Red Mill Burgers
The original Red Mill opened in 1937 was located in the Capitol Hill neighborhood of Seattle. It closed in 1967. It was known as a diner and ice creamery with table and counter service. The current Red Mills were opened first in the Phinney Ridge neighborhood in 1994 and the second location in the Interbay neighborhood in 1998.
In its first year of operation, the Red Mill received honorable mention in the best burger category in the Seattle Weekly’s annual Best of Seattle issue. It has subsequently won the best burger award every year since, along with numerous other accolades.
Owners John and Babe Shepherd named the Red Mill in honor of their two late sisters, Kathleen and Monica Shepherd, both of whom worked at the original Red Mill as waitresses and would bring home french fries and other goodies for their younger siblings including Michael and Mark Shepherd.
Numerous Shepherds are or have been involved in running the current stores. The Red Mill mural painted by noted local artist Tom Brady on the Phinney Ridge location features two faceless girls picking flowers under the Mill. These girls represent Kathleen and Monica Shepherd.

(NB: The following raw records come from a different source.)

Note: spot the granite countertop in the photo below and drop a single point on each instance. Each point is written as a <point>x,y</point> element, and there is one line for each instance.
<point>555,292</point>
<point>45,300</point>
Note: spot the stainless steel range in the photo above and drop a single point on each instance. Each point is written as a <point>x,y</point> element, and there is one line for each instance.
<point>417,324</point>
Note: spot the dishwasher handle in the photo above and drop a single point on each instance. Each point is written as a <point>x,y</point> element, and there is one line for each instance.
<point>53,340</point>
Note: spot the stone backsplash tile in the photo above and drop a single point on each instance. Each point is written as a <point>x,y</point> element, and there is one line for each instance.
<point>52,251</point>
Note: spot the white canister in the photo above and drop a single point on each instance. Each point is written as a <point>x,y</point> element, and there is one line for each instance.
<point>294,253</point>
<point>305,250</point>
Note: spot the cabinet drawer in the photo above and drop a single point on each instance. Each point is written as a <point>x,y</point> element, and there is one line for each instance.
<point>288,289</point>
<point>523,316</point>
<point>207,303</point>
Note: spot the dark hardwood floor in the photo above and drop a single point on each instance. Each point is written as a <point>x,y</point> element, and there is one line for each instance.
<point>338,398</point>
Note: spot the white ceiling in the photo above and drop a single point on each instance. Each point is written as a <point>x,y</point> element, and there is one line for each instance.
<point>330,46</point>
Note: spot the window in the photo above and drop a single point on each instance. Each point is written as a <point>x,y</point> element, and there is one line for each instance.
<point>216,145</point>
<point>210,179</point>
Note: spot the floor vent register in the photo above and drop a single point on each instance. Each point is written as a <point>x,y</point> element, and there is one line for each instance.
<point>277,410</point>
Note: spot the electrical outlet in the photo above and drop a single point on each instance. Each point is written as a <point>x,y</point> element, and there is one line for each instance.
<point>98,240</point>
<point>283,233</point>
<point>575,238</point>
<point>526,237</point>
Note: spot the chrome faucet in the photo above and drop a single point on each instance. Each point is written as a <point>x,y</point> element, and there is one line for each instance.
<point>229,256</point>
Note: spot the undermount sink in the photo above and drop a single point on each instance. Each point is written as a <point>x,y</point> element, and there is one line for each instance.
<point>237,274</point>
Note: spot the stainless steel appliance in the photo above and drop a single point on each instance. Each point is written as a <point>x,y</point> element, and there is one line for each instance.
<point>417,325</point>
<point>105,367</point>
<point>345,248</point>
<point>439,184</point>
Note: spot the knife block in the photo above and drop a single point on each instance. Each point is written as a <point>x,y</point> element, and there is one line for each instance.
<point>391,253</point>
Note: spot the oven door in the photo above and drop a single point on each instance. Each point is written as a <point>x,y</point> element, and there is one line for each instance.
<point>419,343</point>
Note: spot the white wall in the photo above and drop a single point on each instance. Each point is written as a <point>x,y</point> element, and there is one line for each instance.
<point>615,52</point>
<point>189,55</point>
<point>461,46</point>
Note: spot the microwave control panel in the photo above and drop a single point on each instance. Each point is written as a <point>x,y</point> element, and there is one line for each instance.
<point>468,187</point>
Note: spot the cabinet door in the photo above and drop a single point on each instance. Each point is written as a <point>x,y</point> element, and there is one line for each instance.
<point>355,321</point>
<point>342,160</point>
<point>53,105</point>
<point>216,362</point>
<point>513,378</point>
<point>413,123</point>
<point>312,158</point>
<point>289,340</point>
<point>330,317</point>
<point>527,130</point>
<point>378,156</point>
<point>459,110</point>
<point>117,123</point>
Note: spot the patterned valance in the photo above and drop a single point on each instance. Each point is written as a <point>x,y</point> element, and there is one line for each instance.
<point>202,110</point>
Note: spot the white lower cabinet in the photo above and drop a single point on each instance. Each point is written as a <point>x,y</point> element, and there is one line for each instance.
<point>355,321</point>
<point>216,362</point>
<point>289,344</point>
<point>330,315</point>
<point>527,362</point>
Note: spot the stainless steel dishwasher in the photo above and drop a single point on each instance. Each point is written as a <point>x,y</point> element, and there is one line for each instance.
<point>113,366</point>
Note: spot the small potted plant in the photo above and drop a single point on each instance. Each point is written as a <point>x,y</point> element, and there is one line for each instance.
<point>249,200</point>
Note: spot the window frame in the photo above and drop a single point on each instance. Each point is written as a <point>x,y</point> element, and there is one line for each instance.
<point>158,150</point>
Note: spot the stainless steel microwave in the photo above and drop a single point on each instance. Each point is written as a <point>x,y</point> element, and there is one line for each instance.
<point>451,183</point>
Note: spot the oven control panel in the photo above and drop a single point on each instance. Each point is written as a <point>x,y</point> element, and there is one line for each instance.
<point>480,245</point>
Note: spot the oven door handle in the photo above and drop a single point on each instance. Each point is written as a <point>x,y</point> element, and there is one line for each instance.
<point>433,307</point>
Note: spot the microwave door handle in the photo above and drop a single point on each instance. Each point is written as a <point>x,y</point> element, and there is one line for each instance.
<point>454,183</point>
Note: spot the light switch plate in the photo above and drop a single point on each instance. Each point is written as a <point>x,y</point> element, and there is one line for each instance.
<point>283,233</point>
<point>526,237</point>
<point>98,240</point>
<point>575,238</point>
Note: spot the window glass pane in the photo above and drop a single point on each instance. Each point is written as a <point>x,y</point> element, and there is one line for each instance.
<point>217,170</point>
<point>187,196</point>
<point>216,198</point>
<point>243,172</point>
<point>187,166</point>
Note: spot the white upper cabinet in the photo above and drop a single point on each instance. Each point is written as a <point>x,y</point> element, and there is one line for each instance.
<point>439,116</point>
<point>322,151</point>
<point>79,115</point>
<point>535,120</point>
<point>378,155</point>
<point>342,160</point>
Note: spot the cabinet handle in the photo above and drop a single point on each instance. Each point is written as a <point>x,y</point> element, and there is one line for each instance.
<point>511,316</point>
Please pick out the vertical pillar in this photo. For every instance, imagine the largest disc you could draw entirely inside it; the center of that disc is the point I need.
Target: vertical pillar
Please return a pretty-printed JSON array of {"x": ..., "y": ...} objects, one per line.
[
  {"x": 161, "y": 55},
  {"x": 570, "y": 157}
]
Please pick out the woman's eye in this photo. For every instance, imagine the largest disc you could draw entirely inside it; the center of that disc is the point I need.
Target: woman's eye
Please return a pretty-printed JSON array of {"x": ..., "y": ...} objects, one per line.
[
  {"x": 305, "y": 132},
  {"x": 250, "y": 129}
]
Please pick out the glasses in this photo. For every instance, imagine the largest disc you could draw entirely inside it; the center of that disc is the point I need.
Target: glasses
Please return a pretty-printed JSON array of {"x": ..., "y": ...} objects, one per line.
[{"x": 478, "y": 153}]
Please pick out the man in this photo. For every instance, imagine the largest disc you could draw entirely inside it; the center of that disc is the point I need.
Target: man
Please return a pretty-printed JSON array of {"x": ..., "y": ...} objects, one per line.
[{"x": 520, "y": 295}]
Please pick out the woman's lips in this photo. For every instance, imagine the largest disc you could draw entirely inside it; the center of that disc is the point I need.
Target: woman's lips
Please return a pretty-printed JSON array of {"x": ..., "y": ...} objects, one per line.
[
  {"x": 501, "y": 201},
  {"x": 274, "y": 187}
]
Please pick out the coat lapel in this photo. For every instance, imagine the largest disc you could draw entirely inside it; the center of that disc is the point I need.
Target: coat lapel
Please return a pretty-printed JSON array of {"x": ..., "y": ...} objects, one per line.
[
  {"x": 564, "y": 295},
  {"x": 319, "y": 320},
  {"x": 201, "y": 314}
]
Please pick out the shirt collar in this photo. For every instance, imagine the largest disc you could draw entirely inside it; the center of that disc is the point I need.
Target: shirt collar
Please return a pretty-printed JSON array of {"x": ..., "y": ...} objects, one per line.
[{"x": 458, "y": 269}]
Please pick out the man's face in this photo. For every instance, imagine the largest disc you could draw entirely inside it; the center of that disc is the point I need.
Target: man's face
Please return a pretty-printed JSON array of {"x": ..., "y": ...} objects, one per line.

Recently, we helped transition all Red Mill locations go from a cash-only business to accepting credit card payments for the first time ever. We’re proud and honored to have earned their trust in this new endeavor.
Dante’s Inferno Dogs
At age 19, Dante read ‘A Confederacy Of Dunces’, the novel for which John Kennedy Toole was posthumously awarded the Pulitzer Prize and whose obnoxious main character, Ignatius J. Reilly, fails miserably as a hot-dog vendor. Nevertheless, Dante thought the enterprise had a certain charm.
His travels brought him to the Pacific Northwest in the fall of ’95. After tending tables and toying with a non-profitable business (or two)… at the age of 30, he again turned to the novel idea of slingin’ dogs. For the first five years he and his dog Josie ran just the one cart. Now, after over 15 years of operation, Dante’s operates a number of carts offering service both INDOORS, and out.
Privately catered hosted events is their main focus. People love the novelty of one of their beautiful carts wheeling into their backyard, driveway, or place of business. They can accommodate from 50 to 1,500 people, and they are very affordable too!
A portion of all sales from Dante’s Inferno Dogs goes to Ballard Food Bank, Ballard Boys & Girls Club, and the Betty Ford Scholarship Fund. They believe if you take care of your community, your community will take care of you.
Like the popular trucks for which this local mini-chain is named, El Camión’s brick-and-mortar location in Ballard serves up some of the best Mexican food in town, with the added ambiance of lucha libre masks and a full bar—not to mention the extensive salsa bar. You’re probably here for the burritos, which is sensible, because (A) they are delicious and (B) one of these near-two-pound, foil-wrapped missiles of meat, black beans, rice and cheese will feed you, your mom, and the people at the next table for a mere $8.50. But why limit yourself when there are carnitas or spicy adobada tacos, sturdy gorditas piled with earthy cochinita pibil and salty cotija, or bowls of satisfying pork pozole? Breakfast is served all day. – The Stranger
At MIX Poke Bar, they are committed to bringing the highest quality and most sustainable raw fish and produce they can find while still maintaining a reasonable price point. Their ingredients to the bowl are prepared fresh daily and their philosophy extends into all areas of their offerings – from produce to sauces.
Poke – pronounced as “poh-kay”, is the Hawaiian verb for “section” or “to slice or cut”.
Poke is a raw fish based dish that originates from the islands of Hawaii and is a staple of Hawaiian cuisine. Their version of Poke shares similar characteristics with the Hawaiian cuisine by including a variety of fresh fish and sauces on top of a bowl of fresh steamed rice. MIX Poke Bar puts a modern spin on the traditional Hawaiian dish while respecting the history and culture of where it came from.